For Christians, I think there is additional motivation to pursue technological development. God does not intend for humans, his appointed stewards of his creation, to simply step back and let the creation revert to some “pure” state. Rather we are expected to develop the creation in ways that glorify our Creator. For example, consider how cultivation of the land is treated as a normal and expected part of duties. God’s blessing is described in Psalm 104:14: “He makes grass grow for the cattle, and plants for people to cultivate— bringing forth food from the earth.” Humans are expected to tend plants – to take action to modify the land in ways that help certain plants to flourish.
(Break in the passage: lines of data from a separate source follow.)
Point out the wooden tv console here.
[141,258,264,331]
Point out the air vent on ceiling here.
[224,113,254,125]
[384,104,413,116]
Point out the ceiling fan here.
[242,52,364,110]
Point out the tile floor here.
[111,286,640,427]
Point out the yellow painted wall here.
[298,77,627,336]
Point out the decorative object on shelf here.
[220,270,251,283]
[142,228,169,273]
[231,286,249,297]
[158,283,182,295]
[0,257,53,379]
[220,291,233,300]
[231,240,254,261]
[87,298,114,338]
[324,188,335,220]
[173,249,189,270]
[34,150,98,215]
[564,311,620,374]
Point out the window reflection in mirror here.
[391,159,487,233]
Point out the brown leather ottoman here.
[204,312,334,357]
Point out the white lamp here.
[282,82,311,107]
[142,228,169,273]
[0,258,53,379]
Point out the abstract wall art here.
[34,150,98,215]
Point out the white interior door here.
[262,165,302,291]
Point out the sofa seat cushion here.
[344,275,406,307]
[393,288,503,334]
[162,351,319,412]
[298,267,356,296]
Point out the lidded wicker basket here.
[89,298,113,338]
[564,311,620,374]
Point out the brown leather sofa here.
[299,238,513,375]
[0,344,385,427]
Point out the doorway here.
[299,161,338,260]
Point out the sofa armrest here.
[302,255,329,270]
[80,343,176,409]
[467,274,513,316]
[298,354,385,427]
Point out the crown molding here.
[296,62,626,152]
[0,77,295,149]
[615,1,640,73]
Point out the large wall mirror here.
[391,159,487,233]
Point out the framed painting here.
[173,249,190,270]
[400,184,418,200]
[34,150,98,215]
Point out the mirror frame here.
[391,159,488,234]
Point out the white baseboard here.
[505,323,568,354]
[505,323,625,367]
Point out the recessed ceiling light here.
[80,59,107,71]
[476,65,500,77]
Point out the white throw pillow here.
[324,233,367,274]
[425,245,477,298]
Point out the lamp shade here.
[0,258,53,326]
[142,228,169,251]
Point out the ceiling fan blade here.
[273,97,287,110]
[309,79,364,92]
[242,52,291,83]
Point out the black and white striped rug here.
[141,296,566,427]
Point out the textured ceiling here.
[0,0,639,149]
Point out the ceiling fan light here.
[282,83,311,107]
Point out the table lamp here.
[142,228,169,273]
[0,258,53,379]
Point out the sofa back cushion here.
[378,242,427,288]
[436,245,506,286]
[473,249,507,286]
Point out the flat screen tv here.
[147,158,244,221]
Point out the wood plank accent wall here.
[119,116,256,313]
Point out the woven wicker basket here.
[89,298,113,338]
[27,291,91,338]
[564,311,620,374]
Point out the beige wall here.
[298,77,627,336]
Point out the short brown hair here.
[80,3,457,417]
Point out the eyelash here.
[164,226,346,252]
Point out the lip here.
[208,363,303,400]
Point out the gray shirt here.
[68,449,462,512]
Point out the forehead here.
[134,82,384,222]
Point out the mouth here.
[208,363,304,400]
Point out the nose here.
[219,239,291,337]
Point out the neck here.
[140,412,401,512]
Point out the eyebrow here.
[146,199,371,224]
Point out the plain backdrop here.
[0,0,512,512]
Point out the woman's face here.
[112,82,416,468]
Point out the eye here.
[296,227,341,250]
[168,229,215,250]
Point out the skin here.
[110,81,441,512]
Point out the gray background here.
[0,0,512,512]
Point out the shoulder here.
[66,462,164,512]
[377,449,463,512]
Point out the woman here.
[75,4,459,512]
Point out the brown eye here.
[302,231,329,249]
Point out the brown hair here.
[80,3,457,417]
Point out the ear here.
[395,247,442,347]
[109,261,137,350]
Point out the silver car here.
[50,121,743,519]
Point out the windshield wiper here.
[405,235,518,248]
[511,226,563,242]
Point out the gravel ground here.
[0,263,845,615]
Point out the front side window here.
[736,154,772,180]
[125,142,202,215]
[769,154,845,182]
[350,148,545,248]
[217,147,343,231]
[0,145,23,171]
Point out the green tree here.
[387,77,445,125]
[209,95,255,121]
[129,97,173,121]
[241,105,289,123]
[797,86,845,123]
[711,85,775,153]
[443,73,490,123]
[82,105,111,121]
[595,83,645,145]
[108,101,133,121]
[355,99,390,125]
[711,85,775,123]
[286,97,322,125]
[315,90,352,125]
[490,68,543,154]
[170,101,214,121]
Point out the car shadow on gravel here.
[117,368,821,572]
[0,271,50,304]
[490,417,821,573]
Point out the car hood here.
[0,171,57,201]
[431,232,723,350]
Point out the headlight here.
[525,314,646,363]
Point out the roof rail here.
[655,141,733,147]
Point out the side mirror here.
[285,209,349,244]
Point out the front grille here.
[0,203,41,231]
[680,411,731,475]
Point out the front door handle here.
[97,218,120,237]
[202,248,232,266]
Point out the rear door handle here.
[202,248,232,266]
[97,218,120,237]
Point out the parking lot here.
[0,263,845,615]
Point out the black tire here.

Conversely, God’s curse is described as a time when human caring for the land goes lax: “I will make it a wasteland, neither pruned nor cultivated, and briers and thorns will grow there.” (Isaiah 5:6, NIV). The land reverts to a primitive state that is decidedly worse in a practical and philosophical sense when humans do not care for it. That care once again includes development and even selective modification, such as pruning. I think this calling traces back to the cultural mandate of Genesis 1:28. The first task given to humankind is to fill the earth and subdue it. Although the initial reading of this command is to have lots of babies, the deeper meaning is to perform our role as stewardship and caretaking by cultivating the creation so that creation flourishes, and we ourselves flourish as a result. Consider the other end of the Bible (and the other end of history): in Revelations we see a technological development made better – not a new version of the garden called Eden, but a new version of the city called Jerusalem.
I recently heard an engineering student exhort his colleagues to put their faith to action by going beyond simply sprinkling Christian management principles into their work, but by a radical rethinking of their work, noting that he was going into the mission field. On the one hand he is absolutely right, that Christ calls us to turn aside from the world and follow him with all our hearts. This student was not suggesting that one must put aside technology, in fact likely intends to make technology a part of his mission service. However, what makes me cringe is that I also hear in that statement the implication that no Christian is really living out their faith unless they become a missionary in a developing country. The radical turning to Christ should go further than the mission field. It should encompass our whole world and life, all our thinking and knowledge, all our actions and behaviors, all our careers and roles. A corporate CEO is called to be a Christian in that role. A stay-at-home mom is called to be a Christian in that role. Teachers, nurses, politicians, musicians, and students are called. So are you—called to be a Christian in all your roles. Walter M. Miller, Jr. captures this idea well in his novel A Canticle for Leibowitz where an abbot in a monastery after an imagined nuclear holocaust says “I see nothing inconsistent in monks of Christ building a flying machine, although it would be more like them to build a praying machine.” Christians should certainly pray, but sometimes they should also fly! Christians should be pursuing the Great Commission, but this command from Christ did not replace the Cultural Mandate. Put the two together and I think it gives us an idea of the tension of being in the world but not of it: called to be not only members of the Kingdom of heaven, but also citizens on earth as transformative agents.